Leitsatz (amtlich)

1. Die Feststellung eines verstoßabhängigen Rechtsschutzfalls richtet sich allein nach der vom VN seinem Anspruchsgegner vorgeworfenen Pflichtverletzung. Entscheidend ist der Tatsachenvortrag, mit dem der VN den Verstoß begründet. Als frühestmöglicher Zeitpunkt kommt dabei das dem Anspruchsgegner vorgeworfene pflichtwidrige Verhalten in Betracht, aus dem der VN seinen Anspruch herleitet.

2. Bei der Geltendmachung eines Bereicherungsanspruchs nach Widerruf eines Darlehensvertrages kommt es daher nicht auf den Zeitpunkt der fehlerhaften Belehrung über das Widerrufsrecht an, sondern auf den Zeitpunkt der von dem VN seinem Anspruchsgegner vorgeworfenen Zurückweisung des Widerrufsrechts.

 

Verfahrensgang

LG Köln (Urteil vom 30.09.2015; Aktenzeichen 20 O 66/15)

 

Tenor

Die Beklagte wird darauf hingewiesen, dass der Senat beabsichtigt, ihre Berufung gegen das Urteil der 20. Zivilkammer des LG Köln vom 30.09.2015 - 20 O 66/15 - gem. § 522 II ZPO durch einstimmigen Beschluss zurückzuweisen.

 

Gründe

I. Der Senat beabsichtigt, die Berufung der Beklagten im Beschlusswege gem. § 522 II ZPO zurückzuweisen, da das Rechtsmittel offensichtlich keine Aussicht auf Erfolg hat, die Rechtssache weder grundsätzliche Bedeutung hat noch die Fortbildung des Rechts oder die Sicherung einer einheitlichen Rechtsprechung eine Entscheidung des Berufungsgerichts erfordert und eine mündliche Verhandlung nicht geboten ist.

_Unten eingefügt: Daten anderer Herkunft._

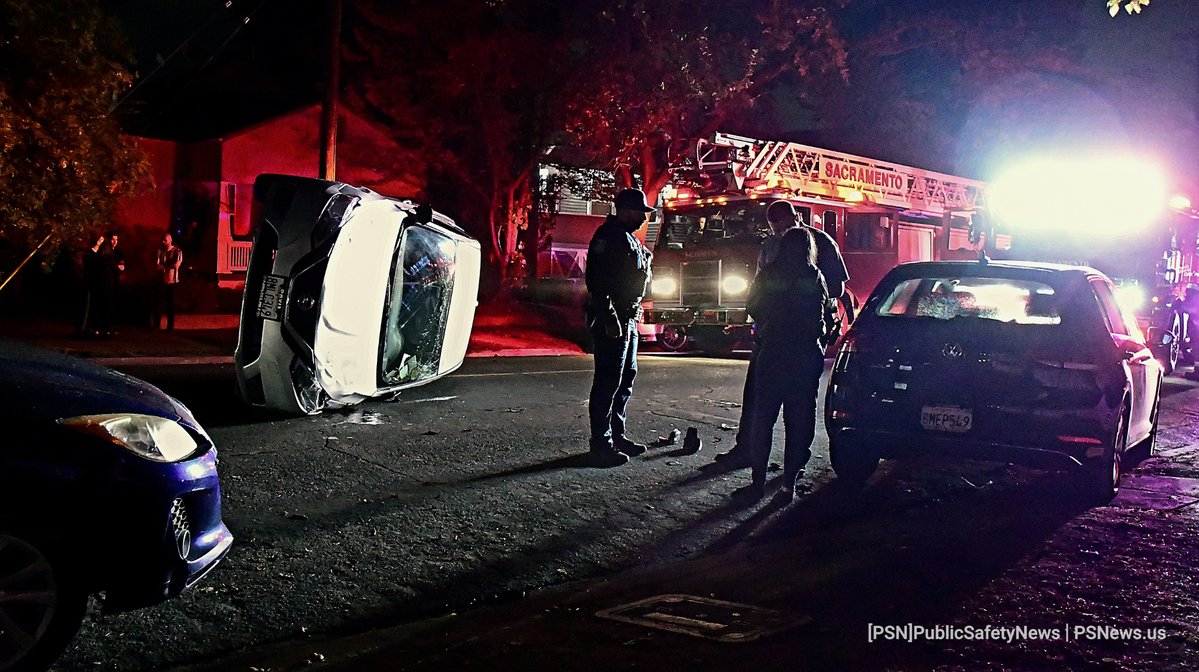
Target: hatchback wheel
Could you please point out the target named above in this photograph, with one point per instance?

Das LG hat mit zutreffender Begründung der Klage stattgegeben und die Beklagte unter Abweisung der Klage im Übrigen verurteilt, die Kläger gegenüber ihrem Prozessbevollmächtigten von außergerichtlichen Anwaltskosten aus ihrem Rechtsstreit gegen die T Bank AG i.H.v. 3.444,71 EUR nebst Zinsen i.H.v. 5 Prozentpunkten über dem jeweiligen Basiszinssatz seit dem 19.11.2014 freizustellen (Klageantrag zu 1) sowie den Klägern für die außergerichtliche sowie für die nun erforderliche erstinstanzliche gerichtliche Geltendmachung ihrer Rechte gegen die T Bank AG Rechtsschutz gemäß dem Versicherungsvertrag mit der Versicherungsschein-Nr. 9xx35xx1-3 zu gewähren (Klageantrag zu 2). Das Berufungsvorbringen der Beklagten rechtfertigt keine andere rechtliche Beurteilung, das Rechtsmittel ist unbegründet.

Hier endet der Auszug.